Для кого-то детская мечта превратилась в дело всей жизни. Счастливы те люди, которые уже в юности почувствовали свое предназначение и смогли следовать по единственному, собственному пути. «Во мне необычайно рано пробудился интерес к философским проблемам, и я осознал свое философское призвание еще мальчикомѕ Никогда никто не натолкнул меня на занятия философией, это родилось изнутри», — писал Н. Бердяев в автобиографии «Самопознание». «Уже писатель», — сказала о себе пятилетней М. Цветаева в автобиографической повести «Мать и музыка»: это было врожденное, заданное. «Я всегда был символистом», — утверждал Андрей Белый. Ребенком, еще не умея говорить, он открыл в себе и в мире то, что позже понял как символ. Что есть символ? Символ связывает быт и бытие, земное и трансцендентное; обращающийся к символу не найдет в нем прямого пути к истине, но может ощутить ее присутствие. Символ позволяет запечатлеть в произведении искусства миги интуитивного прозрения художника, когда в конкретном и преходящем ему видится высшее, общемировое, вечное. Повзрослев и став писателем, Андрей Белый сумел передать звучание символов на страницах своих книг. Его творчество подобно нотной записи огромной симфонии, в которой сплетаются голоса человека и Вселенной.
Андрей Белый (настоящее имя Борис Николаевич Бугаев) вспоминал, что его детство прошло в стремлении противопоставить миру взрослых свой собственный, манящий и пугающий одновременно. Этот внутренний мир словно сложился из отголосков таинственного дочеловеческого прошлого. Мальчик не открывал его никому и называл, не находя другого имени, «это», «мое». В семье профессора математики на маленького Борю «ушатами изливали лозунги дарвинизма, механического мировоззрения, геологии и палеонтологии». Внутренним бунтом ребенка против такого образа мира стали игры, в которых все окружающее приобретало символический смысл, становилось жестом тайны, безмолвно глядящей из-за «покрова Майи», обыденной жизни. В этих играх-символизациях, в детском мифотворчестве зарождалось литературное творчество Андрея Белого — писателя, философа, стиховеда, публициста, лектораѕ В гимназические годы разнообразное чтение помогло связать индивидуальные образы внутреннего «я» с глубокими символами мировой культуры.
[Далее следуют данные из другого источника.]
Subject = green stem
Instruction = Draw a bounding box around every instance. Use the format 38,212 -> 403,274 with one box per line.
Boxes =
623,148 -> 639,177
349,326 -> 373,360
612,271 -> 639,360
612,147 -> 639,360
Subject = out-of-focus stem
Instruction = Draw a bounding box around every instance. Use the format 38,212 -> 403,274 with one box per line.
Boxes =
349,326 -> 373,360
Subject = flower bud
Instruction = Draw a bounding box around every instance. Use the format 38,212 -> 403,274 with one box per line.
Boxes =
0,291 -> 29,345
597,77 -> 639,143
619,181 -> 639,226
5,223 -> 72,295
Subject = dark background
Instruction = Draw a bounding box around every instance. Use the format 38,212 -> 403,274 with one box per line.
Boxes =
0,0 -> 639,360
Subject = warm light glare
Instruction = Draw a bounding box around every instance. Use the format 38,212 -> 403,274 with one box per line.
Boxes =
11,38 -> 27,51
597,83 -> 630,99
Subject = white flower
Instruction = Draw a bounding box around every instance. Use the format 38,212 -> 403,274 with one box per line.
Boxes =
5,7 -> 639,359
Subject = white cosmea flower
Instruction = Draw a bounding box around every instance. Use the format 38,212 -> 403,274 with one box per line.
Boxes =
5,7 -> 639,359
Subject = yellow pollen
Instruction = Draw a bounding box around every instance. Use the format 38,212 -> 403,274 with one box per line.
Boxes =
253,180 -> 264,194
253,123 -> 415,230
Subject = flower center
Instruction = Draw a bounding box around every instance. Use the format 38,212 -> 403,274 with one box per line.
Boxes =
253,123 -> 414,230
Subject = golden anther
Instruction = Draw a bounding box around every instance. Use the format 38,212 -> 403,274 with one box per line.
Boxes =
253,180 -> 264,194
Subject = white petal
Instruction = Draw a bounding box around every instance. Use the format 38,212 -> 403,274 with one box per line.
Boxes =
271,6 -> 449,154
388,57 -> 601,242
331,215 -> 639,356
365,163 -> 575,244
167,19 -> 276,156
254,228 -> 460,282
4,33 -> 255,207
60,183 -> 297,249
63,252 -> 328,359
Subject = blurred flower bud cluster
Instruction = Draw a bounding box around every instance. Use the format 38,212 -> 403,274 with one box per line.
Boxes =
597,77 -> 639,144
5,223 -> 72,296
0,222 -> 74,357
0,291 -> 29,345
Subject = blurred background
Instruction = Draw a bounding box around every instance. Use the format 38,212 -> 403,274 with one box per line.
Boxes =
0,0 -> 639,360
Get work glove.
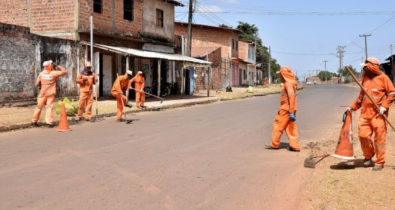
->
[289,113,296,122]
[380,106,387,115]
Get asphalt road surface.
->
[0,86,358,210]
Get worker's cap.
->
[85,61,92,67]
[126,70,133,76]
[361,57,380,67]
[43,60,53,67]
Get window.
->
[93,0,102,13]
[156,9,163,28]
[123,0,133,21]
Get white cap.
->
[43,60,53,67]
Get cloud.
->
[196,5,223,13]
[222,0,237,4]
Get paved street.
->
[0,86,358,210]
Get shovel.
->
[304,154,330,168]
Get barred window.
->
[123,0,134,21]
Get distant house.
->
[380,55,395,84]
[174,22,242,92]
[0,0,208,100]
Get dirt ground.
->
[301,108,395,210]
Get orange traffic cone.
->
[57,104,70,132]
[332,111,355,160]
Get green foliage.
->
[55,97,79,116]
[236,22,280,81]
[318,71,333,81]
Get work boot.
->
[363,158,374,168]
[289,139,300,152]
[372,164,384,171]
[47,123,55,128]
[265,144,280,150]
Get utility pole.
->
[187,0,193,56]
[206,40,210,97]
[336,46,346,73]
[270,46,272,85]
[323,60,328,71]
[359,34,372,60]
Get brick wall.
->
[0,24,84,102]
[30,0,77,39]
[79,0,143,36]
[0,0,28,26]
[174,23,238,59]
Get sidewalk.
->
[0,85,281,132]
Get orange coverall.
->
[111,74,130,119]
[350,65,395,166]
[32,66,67,125]
[76,69,96,120]
[130,74,145,108]
[270,67,300,151]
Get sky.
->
[176,0,395,77]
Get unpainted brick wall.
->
[79,0,143,36]
[0,23,84,102]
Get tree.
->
[236,22,280,81]
[318,71,333,81]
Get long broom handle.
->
[346,66,395,131]
[130,87,164,101]
[117,73,126,120]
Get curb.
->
[0,92,286,132]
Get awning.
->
[81,41,211,67]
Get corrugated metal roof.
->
[81,42,211,66]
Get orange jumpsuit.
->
[76,70,96,120]
[130,74,145,108]
[111,74,130,119]
[350,66,395,166]
[32,66,67,125]
[270,67,300,150]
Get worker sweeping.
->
[347,58,395,171]
[32,60,67,127]
[130,71,145,108]
[76,61,96,121]
[266,66,300,152]
[111,70,133,122]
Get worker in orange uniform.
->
[76,61,96,121]
[130,71,145,108]
[266,66,300,152]
[111,70,133,122]
[32,60,67,127]
[348,58,395,171]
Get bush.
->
[55,97,79,117]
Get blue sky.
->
[176,0,395,77]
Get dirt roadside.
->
[300,108,395,210]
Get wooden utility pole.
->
[359,34,372,60]
[187,0,193,56]
[270,46,272,85]
[206,40,210,97]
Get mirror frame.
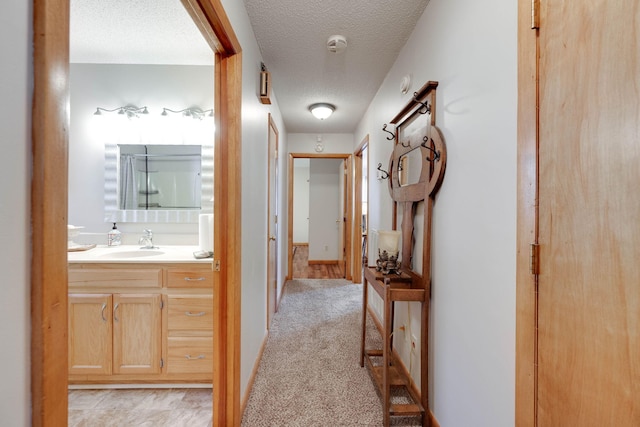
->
[104,144,213,223]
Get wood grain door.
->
[113,294,162,374]
[267,114,278,328]
[536,0,640,426]
[69,294,112,375]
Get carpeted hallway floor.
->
[242,279,420,427]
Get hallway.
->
[293,245,344,279]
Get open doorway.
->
[288,154,353,280]
[31,0,242,426]
[352,135,369,283]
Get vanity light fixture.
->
[93,105,149,119]
[162,107,213,120]
[309,102,336,120]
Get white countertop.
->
[67,245,212,263]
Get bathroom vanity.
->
[68,246,215,384]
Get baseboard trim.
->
[307,259,338,265]
[240,331,269,414]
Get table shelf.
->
[360,267,427,427]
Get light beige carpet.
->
[242,279,421,427]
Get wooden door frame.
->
[287,153,353,280]
[515,0,539,427]
[31,0,242,426]
[351,135,369,283]
[267,113,280,329]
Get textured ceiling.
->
[71,0,429,134]
[244,0,428,133]
[70,0,213,65]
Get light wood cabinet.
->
[69,263,214,384]
[113,294,162,374]
[167,295,213,373]
[69,294,113,375]
[69,294,162,375]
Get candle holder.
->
[376,249,400,275]
[376,230,400,274]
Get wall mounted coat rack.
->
[360,81,447,427]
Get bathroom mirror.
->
[104,144,213,223]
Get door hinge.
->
[531,0,540,30]
[529,243,540,275]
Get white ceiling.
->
[71,0,429,133]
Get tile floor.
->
[69,388,213,427]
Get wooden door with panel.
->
[532,0,640,426]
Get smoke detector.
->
[327,35,347,53]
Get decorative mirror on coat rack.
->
[360,81,447,427]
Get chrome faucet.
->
[138,228,157,249]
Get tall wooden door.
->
[267,115,278,328]
[536,0,640,427]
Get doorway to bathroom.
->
[31,0,242,425]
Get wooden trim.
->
[515,0,538,427]
[240,332,269,414]
[31,0,242,426]
[265,113,280,330]
[351,134,369,283]
[390,81,438,125]
[181,0,242,56]
[307,259,340,265]
[283,153,353,282]
[31,0,69,426]
[213,48,242,426]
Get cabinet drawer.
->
[168,295,213,333]
[69,268,162,288]
[167,268,213,289]
[167,337,213,374]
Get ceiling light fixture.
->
[161,107,213,120]
[93,105,149,119]
[309,102,336,120]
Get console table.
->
[360,81,446,427]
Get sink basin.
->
[100,249,164,259]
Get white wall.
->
[355,0,517,427]
[0,1,33,426]
[222,0,287,402]
[69,64,214,245]
[309,159,343,261]
[292,159,309,244]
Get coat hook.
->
[420,136,440,162]
[382,123,396,141]
[413,92,431,114]
[378,163,389,179]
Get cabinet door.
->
[113,294,162,374]
[68,294,112,375]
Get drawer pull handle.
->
[184,311,207,317]
[184,354,204,360]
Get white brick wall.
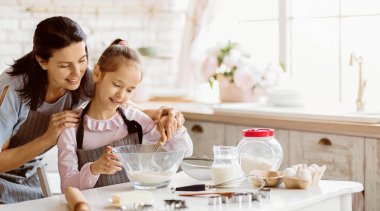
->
[0,0,188,88]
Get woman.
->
[0,17,182,203]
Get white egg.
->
[307,166,316,177]
[309,163,320,172]
[299,169,313,181]
[282,168,297,177]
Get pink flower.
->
[233,66,259,91]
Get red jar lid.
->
[242,128,274,137]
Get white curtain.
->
[176,0,218,97]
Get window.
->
[208,0,380,110]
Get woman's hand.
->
[43,110,80,145]
[90,146,123,174]
[157,115,177,142]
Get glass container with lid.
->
[237,128,283,174]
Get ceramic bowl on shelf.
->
[113,144,186,189]
[181,157,213,180]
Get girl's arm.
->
[124,108,193,156]
[57,128,100,192]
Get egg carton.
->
[282,164,326,189]
[249,170,282,187]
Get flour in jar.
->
[211,164,243,184]
[240,153,274,174]
[128,169,175,184]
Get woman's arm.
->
[0,111,79,173]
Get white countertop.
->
[0,172,363,211]
[138,102,380,124]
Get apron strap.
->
[76,101,91,149]
[117,107,143,144]
[76,102,143,149]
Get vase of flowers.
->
[202,42,283,102]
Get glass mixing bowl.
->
[113,144,186,189]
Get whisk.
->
[170,175,265,193]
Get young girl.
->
[57,39,193,192]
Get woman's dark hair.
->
[98,39,140,72]
[8,16,91,110]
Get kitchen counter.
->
[139,102,380,138]
[0,172,363,211]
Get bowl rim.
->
[181,157,214,169]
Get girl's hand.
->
[90,146,123,174]
[157,115,177,142]
[43,110,80,145]
[144,107,185,141]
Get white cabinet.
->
[185,121,289,169]
[289,131,364,184]
[185,120,374,211]
[185,121,226,157]
[364,138,380,211]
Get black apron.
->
[76,103,143,188]
[0,110,50,204]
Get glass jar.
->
[237,128,283,174]
[211,146,243,185]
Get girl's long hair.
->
[8,16,91,110]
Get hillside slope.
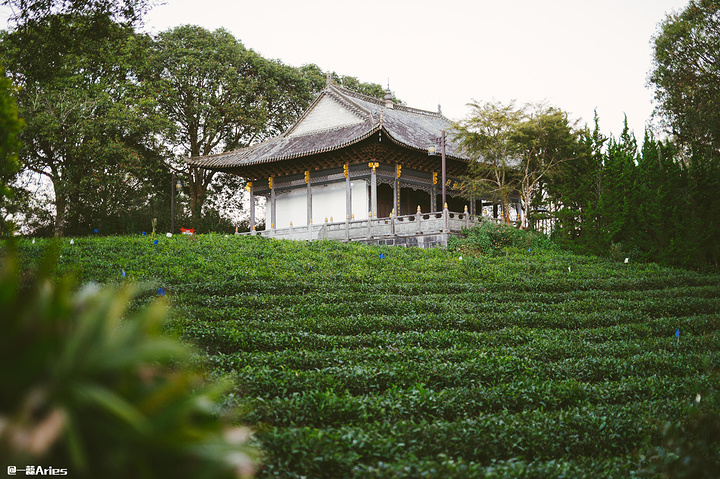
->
[12,236,720,478]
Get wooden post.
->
[305,170,312,229]
[368,161,380,218]
[265,176,277,234]
[440,130,447,209]
[393,165,402,215]
[430,171,437,213]
[443,203,450,233]
[344,163,352,220]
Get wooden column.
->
[393,165,402,216]
[266,176,277,230]
[305,170,312,226]
[430,171,438,213]
[368,161,380,217]
[245,181,255,234]
[343,163,352,220]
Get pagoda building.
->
[186,78,516,246]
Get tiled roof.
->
[186,83,467,170]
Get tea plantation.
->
[11,235,720,478]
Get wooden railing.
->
[242,209,501,241]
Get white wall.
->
[275,180,368,228]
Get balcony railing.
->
[239,209,501,242]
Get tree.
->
[145,25,312,230]
[547,112,607,253]
[0,0,155,25]
[513,104,577,231]
[0,66,23,234]
[650,0,720,266]
[1,6,162,235]
[454,101,524,221]
[455,102,578,226]
[650,0,720,152]
[0,243,255,479]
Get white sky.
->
[0,0,689,140]
[141,0,689,140]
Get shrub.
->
[0,246,252,478]
[448,221,560,256]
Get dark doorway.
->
[377,183,393,218]
[400,188,430,215]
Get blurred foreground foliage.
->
[448,221,562,256]
[0,245,255,478]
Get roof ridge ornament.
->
[385,78,395,108]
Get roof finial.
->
[385,78,394,108]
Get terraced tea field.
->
[20,236,720,478]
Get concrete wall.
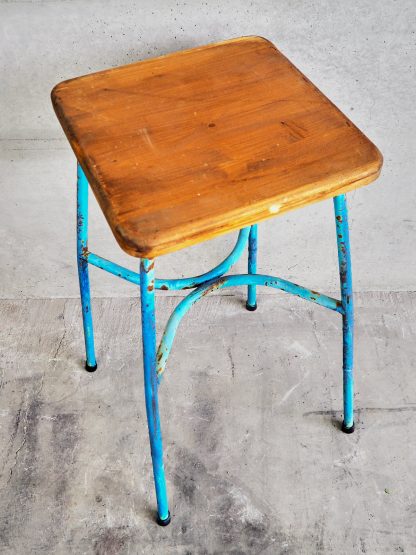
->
[0,0,416,298]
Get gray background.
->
[0,0,416,298]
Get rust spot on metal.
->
[140,260,155,274]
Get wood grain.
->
[52,37,382,258]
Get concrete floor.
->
[0,292,416,555]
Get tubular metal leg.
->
[140,258,170,526]
[77,164,97,372]
[334,195,354,434]
[246,224,257,311]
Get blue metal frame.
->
[334,195,354,433]
[77,164,97,372]
[77,165,354,525]
[246,224,257,311]
[140,258,170,524]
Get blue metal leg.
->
[246,224,257,311]
[77,164,97,372]
[334,195,354,434]
[140,258,170,526]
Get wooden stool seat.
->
[52,37,382,258]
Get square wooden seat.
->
[52,37,382,258]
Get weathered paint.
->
[84,227,250,291]
[77,161,354,524]
[247,224,257,310]
[157,274,344,379]
[77,164,97,370]
[140,259,169,521]
[334,195,354,432]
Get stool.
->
[52,37,382,526]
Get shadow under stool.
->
[52,36,382,525]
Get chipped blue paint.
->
[77,164,97,371]
[246,224,257,310]
[77,165,354,525]
[140,258,169,522]
[84,227,250,291]
[157,274,343,379]
[156,227,250,290]
[334,195,354,433]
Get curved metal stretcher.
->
[77,165,354,525]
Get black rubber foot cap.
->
[85,362,97,372]
[341,422,355,434]
[156,513,171,526]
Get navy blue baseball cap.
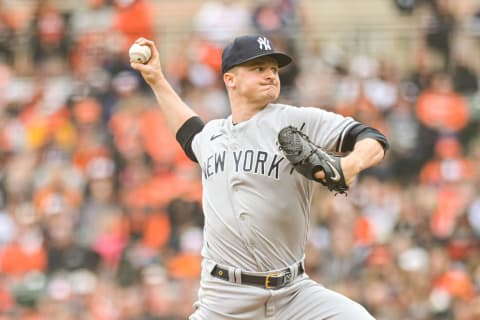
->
[222,35,292,73]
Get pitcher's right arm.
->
[130,38,203,161]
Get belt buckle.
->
[265,273,282,289]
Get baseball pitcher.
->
[131,35,388,320]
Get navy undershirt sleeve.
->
[340,123,390,152]
[176,117,205,162]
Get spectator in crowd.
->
[0,0,480,320]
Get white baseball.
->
[128,43,152,63]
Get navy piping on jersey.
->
[176,117,205,162]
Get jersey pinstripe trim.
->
[336,120,359,152]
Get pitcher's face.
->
[226,57,280,105]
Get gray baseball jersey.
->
[192,104,358,272]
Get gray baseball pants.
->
[189,261,375,320]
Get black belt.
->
[211,262,305,289]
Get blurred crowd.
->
[0,0,480,320]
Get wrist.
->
[342,154,364,177]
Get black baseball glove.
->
[278,126,348,193]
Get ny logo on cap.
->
[257,37,272,50]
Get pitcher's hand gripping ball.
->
[128,43,152,63]
[278,126,348,193]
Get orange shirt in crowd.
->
[113,0,155,50]
[0,243,47,275]
[416,90,469,132]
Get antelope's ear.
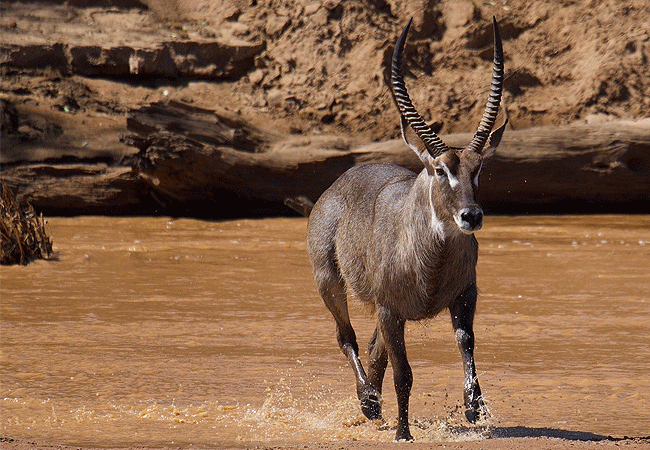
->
[483,117,508,159]
[400,114,433,169]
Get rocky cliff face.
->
[0,0,650,215]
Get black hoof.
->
[361,391,381,420]
[395,429,414,442]
[465,409,481,423]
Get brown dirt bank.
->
[0,0,650,215]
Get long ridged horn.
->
[391,18,449,158]
[467,16,503,153]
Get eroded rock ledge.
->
[2,102,650,217]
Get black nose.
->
[460,207,483,230]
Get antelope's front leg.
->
[449,286,485,423]
[377,308,413,441]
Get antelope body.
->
[307,19,507,440]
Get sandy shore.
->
[0,436,650,450]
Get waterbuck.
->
[307,18,507,440]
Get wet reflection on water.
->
[0,216,650,445]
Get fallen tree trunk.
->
[126,103,650,213]
[0,102,650,218]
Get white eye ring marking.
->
[474,161,483,187]
[435,161,458,189]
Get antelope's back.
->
[307,163,416,287]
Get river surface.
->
[0,216,650,446]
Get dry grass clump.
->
[0,183,53,266]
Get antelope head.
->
[391,18,508,234]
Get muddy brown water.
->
[0,216,650,446]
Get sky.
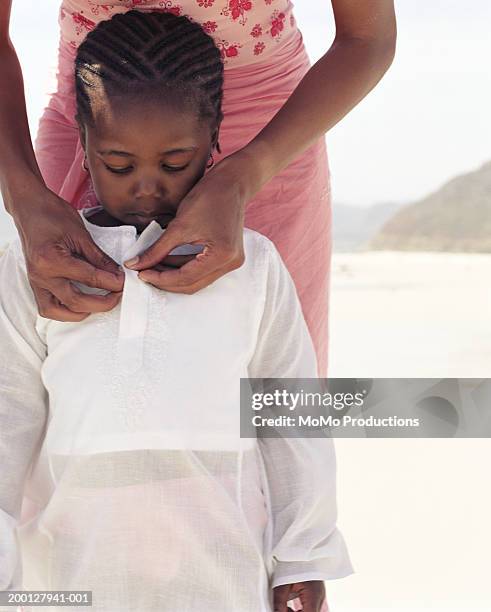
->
[3,0,491,216]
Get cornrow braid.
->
[75,10,223,152]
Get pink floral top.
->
[59,0,298,68]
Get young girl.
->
[0,11,352,612]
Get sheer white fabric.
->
[0,208,353,612]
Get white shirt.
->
[0,207,353,612]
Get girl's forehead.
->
[88,103,210,148]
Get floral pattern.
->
[221,0,252,25]
[60,0,297,66]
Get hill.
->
[367,162,491,253]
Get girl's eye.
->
[104,164,131,174]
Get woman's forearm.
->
[241,32,395,191]
[0,42,44,217]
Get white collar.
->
[78,204,203,259]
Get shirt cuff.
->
[271,557,354,589]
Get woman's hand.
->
[273,580,329,612]
[125,149,259,294]
[14,188,124,321]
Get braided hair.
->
[75,10,223,152]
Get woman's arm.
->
[125,0,396,293]
[0,0,124,321]
[249,240,353,612]
[245,0,397,184]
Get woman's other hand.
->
[273,580,329,612]
[125,149,261,294]
[14,188,124,321]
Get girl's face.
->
[80,102,217,231]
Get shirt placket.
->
[116,222,162,375]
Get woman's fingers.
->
[32,287,89,323]
[29,235,124,297]
[273,584,291,612]
[123,219,195,270]
[138,249,244,294]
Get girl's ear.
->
[211,126,221,153]
[75,117,86,152]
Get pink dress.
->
[35,0,331,612]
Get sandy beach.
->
[329,251,491,378]
[326,252,491,612]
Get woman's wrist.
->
[224,140,279,202]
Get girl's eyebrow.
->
[97,147,198,157]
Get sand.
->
[329,251,491,378]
Гимназист Боря Бугаев находит «свое» на страницах упанишад; узнает в творчестве Вл. Соловьева, М. Врубеля, Э. Грига, Р. Вагнера, А. Фета знакомый с детства опыт символического видения; увлеченно читает философов, в частности И. Канта, чья система будет объектом критики Андрея Белого на протяжении многих лет.
Из множества открывавшихся перед ним путей (наука, музыка, философия, критика) юноша выбрал литературное творчество. Но, как и многие его современники, он был человеком «многострунной культуры», область его интересов и занятий была гораздо шире профессиональной деятельности. Начало литературной жизни писателя совпало с работой в химической лаборатории Московского университета. Андрей Белый всегда подчеркивал, что он «естественник», и был знаком с последними достижениями современной ему науки. Вдова писателя Клавдия Николаевна Бугаева отмечала, что в его мышлении «образность художественной мысли сочеталась с конкретностью мысли научной и с точностью мысли исследовательской. Он любил факты, опыт и точное знание. Физика, химия, их достижения интересовали его до конца. Он говорил о Боре и Резерфорде, когда о них знали еще только узкие специалисты».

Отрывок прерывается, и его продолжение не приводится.